When a company says it will raise the dividend along with earnings, and provides a solid target for the payout ratio, it becomes fairly easy to predict what the increases will be on a year to year basis. Couple that with a steady grower like Church & Dwight, which hasn’t had a year of EPS growth under 7% in the last 15 years, and you have the formula for an excellent long-term hold for your portfolio.
I will point out that Church & Dwight is expensive on a historical basis, so despite its performance it isn’t something I would buy more of at current prices. Nonetheless, I sleep quite well with it in my portfolio, and enjoy watching its steady climb higher.
Next up is Gilead Sciences Inc., which announced earnings after the close, and also announced a 10.6% boost to its dividend. This increase was on the low end of my prediction range:
My thinking is the company will at a minimum produce 10% growth to $0.52 per share, but I’m optimistic that we will see at least $0.55, which would be a 17% increase. Even at that rate, the payout ratio is just 20%, well below its peers. If management really wanted to make a splash it could do something like a 40% boost to $0.66, which would be a 24.6% payout ratio and would provide an attractive 3.6% yield on forward basis. Decreasing sales and questions about growth has caused share prices to stagnate, maybe a move like that would be something the market would notice and bring new buyers to the table.
Taking into account the company’s weak guidance for earnings and revenues in 2017, the smaller increase isn’t much of a surprise. Gilead has a growth problem right now, and management stated in its Q4 216 Conference Call that it plans to scale back repurchases and direct its efforts on an acquisition to boost its pipeline.
In 2017, leveraging our capital to pursue external opportunities to expand our R&D pipeline is our primary focus.

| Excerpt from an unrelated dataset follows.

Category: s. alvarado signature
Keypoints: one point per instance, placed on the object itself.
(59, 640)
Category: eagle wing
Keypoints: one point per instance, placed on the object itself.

As a result, we will reduce the level of capital dedicated to share repurchases this year and focus a greater percentage of our shareholder return on our dividend. We currently have $9 billion remaining under our 2016 share repurchase authorization, and we’ll utilize it over time to maintain our current share count. Over the longer term, we may be opportunistic with additional share repurchases.
So, while I am happy that Gilead is rewarding shareholders with a 10% dividend increase, there are certainly some questions going forward with the company. Compare that with Church & Dwight, which continues to pump out 8-10% earnings growth like clockwork, and its easy to see why my comfort level with Gilead is at a different place.
That said, I do still plan to continue holding my Gilead shares, and will continue reinvesting dividends into more shares as they come in. The company still has impressive cash flows despite the current question marks about growth, and in the long run should be able to convert that cash flow into opportunities that will benefit shareholders.
Conclusion
My predictions for these two companies were pretty much spot on with what was announced. Church & Dwight announced a 7% increase, in-line with its targeted payout ratio of 40% of earnings, while Gilead announced a 10.6% increase. Looking ahead, I think 8-10% dividend growth is possible for both companies, but I am much more certain on that happening for CHD than I am for GILD.